Kathy Goodell's mysterious Watching and Waiting, a multipiece sculpture of large glass lenses filled with colored water and suspended from the ceiling, was another hit. Several people who had clearly not expected a show of contemporary art in the Science Center were mesmerized by this work, standing on their toes to peer down into the lenses or leaning sideways to look up underneath them.
A few pieces in this entertaining show that deserve similar scrutiny include Candace Karch's digital photographs, which resemble real X-rays of skulls but have been collaged with found paper; Desi Minchillo's obsessively constructed assemblage of hundreds of pieces of cut paper arranged in several layers; Lee Arnold's single-channel video of six flash animations; Cynthia Greig's Type-C prints of a television and a fan, which give the appearance of being partly drawn and not the actual objects they seem to portray; and Wade von Kramm's magical Self Portrait, a lumpen-looking plaster sculpture that casts an uncannily accurate shadow of a man.

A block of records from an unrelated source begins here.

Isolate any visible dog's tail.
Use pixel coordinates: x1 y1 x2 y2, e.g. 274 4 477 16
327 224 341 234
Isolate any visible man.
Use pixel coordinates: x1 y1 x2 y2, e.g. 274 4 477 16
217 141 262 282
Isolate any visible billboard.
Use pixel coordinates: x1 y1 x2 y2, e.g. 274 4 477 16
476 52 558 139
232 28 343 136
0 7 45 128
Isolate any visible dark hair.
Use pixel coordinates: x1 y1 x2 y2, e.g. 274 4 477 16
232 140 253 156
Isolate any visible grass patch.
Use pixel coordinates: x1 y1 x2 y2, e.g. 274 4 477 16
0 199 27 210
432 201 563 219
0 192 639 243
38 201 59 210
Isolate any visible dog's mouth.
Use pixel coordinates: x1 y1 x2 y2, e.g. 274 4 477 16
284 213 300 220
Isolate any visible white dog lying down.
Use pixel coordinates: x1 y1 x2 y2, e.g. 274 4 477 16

Esther M. Klein Art Gallery at the Science Center, 3600 Market St., 9 a.m. to 5 p.m. Mondays through Saturdays. 215-966-6188 or www.kleinartgallery.org. Through Sept. 5.
Gimlets + gimlet eye
Now that Philadelphia-based photographer Sarah Stolfa's first book, The Regulars, has been published (by Artisan Books, with an introduction by author Jonathan Franzen, who famously spent some time here, too), Gallery 339 is celebrating with a look back at some of Stolfa's subjects.

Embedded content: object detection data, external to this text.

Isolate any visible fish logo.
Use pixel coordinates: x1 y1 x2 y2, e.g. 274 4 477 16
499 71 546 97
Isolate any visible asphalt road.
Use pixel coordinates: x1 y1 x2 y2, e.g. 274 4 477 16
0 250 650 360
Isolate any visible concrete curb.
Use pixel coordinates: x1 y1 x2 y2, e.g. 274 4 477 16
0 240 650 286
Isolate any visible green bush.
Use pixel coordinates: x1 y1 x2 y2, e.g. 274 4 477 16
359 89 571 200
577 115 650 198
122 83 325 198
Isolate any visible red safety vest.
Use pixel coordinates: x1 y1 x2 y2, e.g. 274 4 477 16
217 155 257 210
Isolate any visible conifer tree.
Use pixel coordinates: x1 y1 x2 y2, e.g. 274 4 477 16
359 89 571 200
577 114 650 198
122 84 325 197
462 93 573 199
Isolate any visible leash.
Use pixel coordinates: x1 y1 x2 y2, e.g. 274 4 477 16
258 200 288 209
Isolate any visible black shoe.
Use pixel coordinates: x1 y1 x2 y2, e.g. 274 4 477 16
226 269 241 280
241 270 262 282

"Sarah Stolfa: The Regulars Revisited" features 10 photographs from her award-winning series of portraits of patrons of McGlinchey's, the Philadelphia tavern where the photographer tended bar as a Drexel student. Several of these have not been previously exhibited, and all display her remarkable gimlet eye.

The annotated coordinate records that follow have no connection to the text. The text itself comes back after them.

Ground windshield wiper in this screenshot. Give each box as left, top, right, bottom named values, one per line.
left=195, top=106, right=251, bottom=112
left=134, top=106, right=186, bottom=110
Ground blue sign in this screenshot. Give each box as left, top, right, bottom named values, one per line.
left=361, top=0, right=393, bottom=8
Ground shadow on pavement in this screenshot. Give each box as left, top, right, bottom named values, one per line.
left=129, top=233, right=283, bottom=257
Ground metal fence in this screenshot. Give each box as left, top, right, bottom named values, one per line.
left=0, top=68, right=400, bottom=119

More to celebrate: Philadelphia Photo Arts, of which Stolfa is the founder and executive director, has moved into its new headquarters in the Crane Building (1400 N. American St., Suite 103) and will open its doors to the public on Aug. 11 at 10 a.m. The grand opening and reception for its first exhibition, "Next: Emerging Philadelphia Photographers," which goes on view Aug. 18, is Sept. 10, from 6 to 9 p.m.
Gallery 339, 339 S. 21st St., 10 a.m. to 6 p.m. Tuesdays through Saturdays. 215-731-1530 or www.gallery339.com. Through Sept. 5.